March 20, 2015 By Cyd Notter

Fiber foods

Dear Coach:  This is embarrassing, but let’s just say that I have a hard time eliminating food from my system.  I notice a lot of TV commercials for fiber supplements, and I wonder if this is something I should consider.  What are your thoughts?  (name withheld)

Dear Nameless:  You’re on the right track by wanting to increase your fiber; however, the best way to do that would be to simply eat more plants.  Fiber is found exclusively in plant foods (fruits, vegetables, grains, starches, legumes, beans, nuts and seeds).  There is no fiber in meat, dairy, coffee or baked goods.  During my nutrition classes, I sometimes ask this question:  which has more fiber: one egg, one glass of milk, or 3 oz. of tuna?  It’s a trick question, because there is NO fiber in dairy, fish or other animal foods.

The average American consumes approximately 13-17 grams of fiber daily, and most nutritionists recommend 35 grams.  But in countries where cancer and heart disease are very low, fiber consumption exceeds 45 grams per day.  Shoot for 45 grams per day!  This is easy to achieve – through food – when you switch to a whole food, plant based diet (for example, one cup of bran cereal contains nearly 20 grams, one cup of cooked black beans has nearly 14 grams, and one medium apple has 5 grams).

There are two types of fiber – soluble and insoluble.  Soluble (dissolves in water) is found in raw fruit (apples, pears, strawberries), oatmeal, lentils, flaxseeds, veggies, bean, legumes, oat cereals, bran and barley.  Soluble fiber lowers cholesterol by soaking up excess cholesterol in the bloodstream.

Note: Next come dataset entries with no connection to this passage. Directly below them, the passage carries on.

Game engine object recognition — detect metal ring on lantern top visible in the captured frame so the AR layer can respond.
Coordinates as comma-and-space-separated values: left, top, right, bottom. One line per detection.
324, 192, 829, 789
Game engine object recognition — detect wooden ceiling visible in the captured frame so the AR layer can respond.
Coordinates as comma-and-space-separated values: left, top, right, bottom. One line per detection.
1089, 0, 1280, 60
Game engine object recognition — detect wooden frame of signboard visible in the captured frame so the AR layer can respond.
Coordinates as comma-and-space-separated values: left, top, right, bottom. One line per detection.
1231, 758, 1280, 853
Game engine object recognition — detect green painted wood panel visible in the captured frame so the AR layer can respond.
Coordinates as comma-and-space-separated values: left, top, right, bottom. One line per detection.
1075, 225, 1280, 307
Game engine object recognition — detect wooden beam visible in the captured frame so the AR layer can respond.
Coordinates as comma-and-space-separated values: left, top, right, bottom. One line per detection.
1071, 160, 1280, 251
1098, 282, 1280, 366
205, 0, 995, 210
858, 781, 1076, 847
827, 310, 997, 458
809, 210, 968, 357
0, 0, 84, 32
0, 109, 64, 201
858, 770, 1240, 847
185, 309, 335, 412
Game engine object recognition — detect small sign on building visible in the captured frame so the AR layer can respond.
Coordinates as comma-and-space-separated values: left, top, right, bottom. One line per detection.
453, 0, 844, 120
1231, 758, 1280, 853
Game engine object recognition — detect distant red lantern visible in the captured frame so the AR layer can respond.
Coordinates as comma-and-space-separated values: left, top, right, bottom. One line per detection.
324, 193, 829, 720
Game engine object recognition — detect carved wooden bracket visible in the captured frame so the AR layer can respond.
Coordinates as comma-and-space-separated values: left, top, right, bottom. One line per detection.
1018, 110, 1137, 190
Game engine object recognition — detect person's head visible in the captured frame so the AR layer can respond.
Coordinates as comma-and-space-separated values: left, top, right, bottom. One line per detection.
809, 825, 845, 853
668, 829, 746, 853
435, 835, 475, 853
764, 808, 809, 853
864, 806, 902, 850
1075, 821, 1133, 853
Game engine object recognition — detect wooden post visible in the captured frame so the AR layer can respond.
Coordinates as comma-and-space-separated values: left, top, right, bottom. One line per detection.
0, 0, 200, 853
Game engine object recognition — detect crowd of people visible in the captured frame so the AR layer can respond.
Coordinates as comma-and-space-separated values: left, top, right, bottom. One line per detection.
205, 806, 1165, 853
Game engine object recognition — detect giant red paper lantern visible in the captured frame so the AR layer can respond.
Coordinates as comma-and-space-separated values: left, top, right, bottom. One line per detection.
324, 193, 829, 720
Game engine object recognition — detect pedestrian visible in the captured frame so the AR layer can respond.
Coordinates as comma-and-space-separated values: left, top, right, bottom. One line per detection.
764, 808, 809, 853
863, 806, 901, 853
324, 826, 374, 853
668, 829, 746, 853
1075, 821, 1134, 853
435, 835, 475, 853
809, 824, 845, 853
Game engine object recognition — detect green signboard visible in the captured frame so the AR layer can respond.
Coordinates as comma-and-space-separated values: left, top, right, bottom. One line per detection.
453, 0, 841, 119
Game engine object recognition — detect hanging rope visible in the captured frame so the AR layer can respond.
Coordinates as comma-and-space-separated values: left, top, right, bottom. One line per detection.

Insoluble fiber (does not dissolve in water) is roughage that scrubs the intestinal walls and keeps bowel movements regular and soft.  Insoluble fiber is found in whole grains like wheat germ, wild rice, wheat and rice bran, buckwheat, corn meal, millet and whole wheat.

High fiber foods
High fiber foods

The consumption of high-fiber foods also contributes greatly to a person’s ability to achieve and maintain optimal weight.  It’s difficult to over-consume high-fiber foods.  For example, a bowl of split pea soup can have as much as 14 grams of fiber.  You’d feel as though you were going to explode before you would over-consume.  For every 14 grams of fiber consumed, calorie intake is reduced by about 10%, so weight loss can occur without hunger, deprivation, or will power.  You can easily find the fiber content of various foods by doing an on-line search.  Increase your fiber intake gradually, as your bowel habits will most likely change rather quickly.

What about Fiber bars and Fiber cereals? These products contain “functional fiber” (man-made fiber), and they do not deliver the same benefits as the fiber in whole foods.  Functional fibers are non-digestible carbohydrates that are isolated from foods.  On a food label they appear as maltodextrin, polydextrose, and cellulose. Cellulose is a functional fiber that comes from oat hull fiber, wheat fiber, pea fiber, soy fiber and cottonseed fiber. Functional fibers are not the same as dietary fiber consumed in foods like vegetables, grains and legumes.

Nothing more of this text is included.